Black & Decker Corp. said yesterday that second-quarter earnings jumped 28 percent, boosted by a one-time gain from selling businesses and strong sales of its major products.

For the three months that ended June 28, the Towson-based company reported net income of $58.4 million, up from $45.5 million in the year-ago period. Earnings per share increased 30 percent, to 61 cents on a diluted basis from 47 cents in 1997.

Without the gain of $4.2 million, or 4 cents per share -- mostly from the sale of the company's Western Hemisphere household products business -- Black & Decker net earnings increased 19 percent to $54.2 million.

On a per share basis, the increase was 21 percent, to 57 cents.

Sales for the second quarter decreased 1 percent, to $1.17 billion from $1.18 billion in the same period last year. Excluding changes in foreign currencies, sales increased 1 percent.

James Lucas, an analyst with Janny Montgomery Scott, said the results were in line with his expectations of 58 cents. "I don't argue with a penny," he said. "The stock has been phenomenal. The street is enamored with the game plan the company has put in place."

Shares of Black & Decker, which announced earnings after the market closed, rose 31.25 cents, to close at $65 -- about 19 cents below its all-time high.

Shares reached that level Wednesday, when the company said it will sell its glass container-making business to Bucher Holding A.G. of Switzerland for $194 million.

Last month, the company sold its Western Hemisphere household-products business for $315 million, and reached an agreement to sell a controlling interest in its True Temper Sports golf club shaft business for more than $200 million. Together, the three deals will net Black & Decker proceeds of $550 million, which is $50 million more than the company originally anticipated.

The sales were part of a broad restructuring plan announced in January that also included a stock buyback.
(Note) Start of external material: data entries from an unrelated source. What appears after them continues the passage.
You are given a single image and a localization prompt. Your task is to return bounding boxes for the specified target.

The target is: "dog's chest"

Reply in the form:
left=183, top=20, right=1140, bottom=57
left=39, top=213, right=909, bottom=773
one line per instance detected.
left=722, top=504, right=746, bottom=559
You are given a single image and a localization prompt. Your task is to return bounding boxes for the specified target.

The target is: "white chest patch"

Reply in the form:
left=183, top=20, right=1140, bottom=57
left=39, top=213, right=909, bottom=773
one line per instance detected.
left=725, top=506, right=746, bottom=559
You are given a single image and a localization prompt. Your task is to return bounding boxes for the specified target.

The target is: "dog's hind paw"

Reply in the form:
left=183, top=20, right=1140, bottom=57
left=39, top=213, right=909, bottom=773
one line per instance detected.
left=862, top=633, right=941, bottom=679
Black & Decker said yesterday that it had bought about 3 million shares as part of the program to repurchase 10 percent of the 95 million shares outstanding.

The company also said it continues work on a plan that will ultimately eliminate 10 percent, or 3,000, of the company's 30,000 jobs worldwide.

"We also are in the process of integrating cleaning and lighting product lines, which we chose not to sell with the rest of our Household Products business, into North American consumer power tool operations," said Nolan D. Archibald, chairman and chief executive officer.

Those lines include the company's SnakeLight and DustBuster products.

While sales of household products and Emhart Glass declined in the second quarter, sales in the company's core businesses rose 4 percent, excluding changes in foreign currencies.

"Sales in North American power tools, security hardware and plumbing products were particularly strong, while fastening and assembly systems posted a solid increase," Archibald said.

For the first six months of the year, Black & Decker reported a net loss of $913 million, or $9.65 per share, related to a write-off of goodwill and a first-quarter restructuring charge.

Archibald said the company's lower costs are reflected in an improvement of return on sales for the quarter, from 10.2 percent to 12.1 percent.

He also said free cash flow was $85 million higher in the first six months of this year than the year-ago period.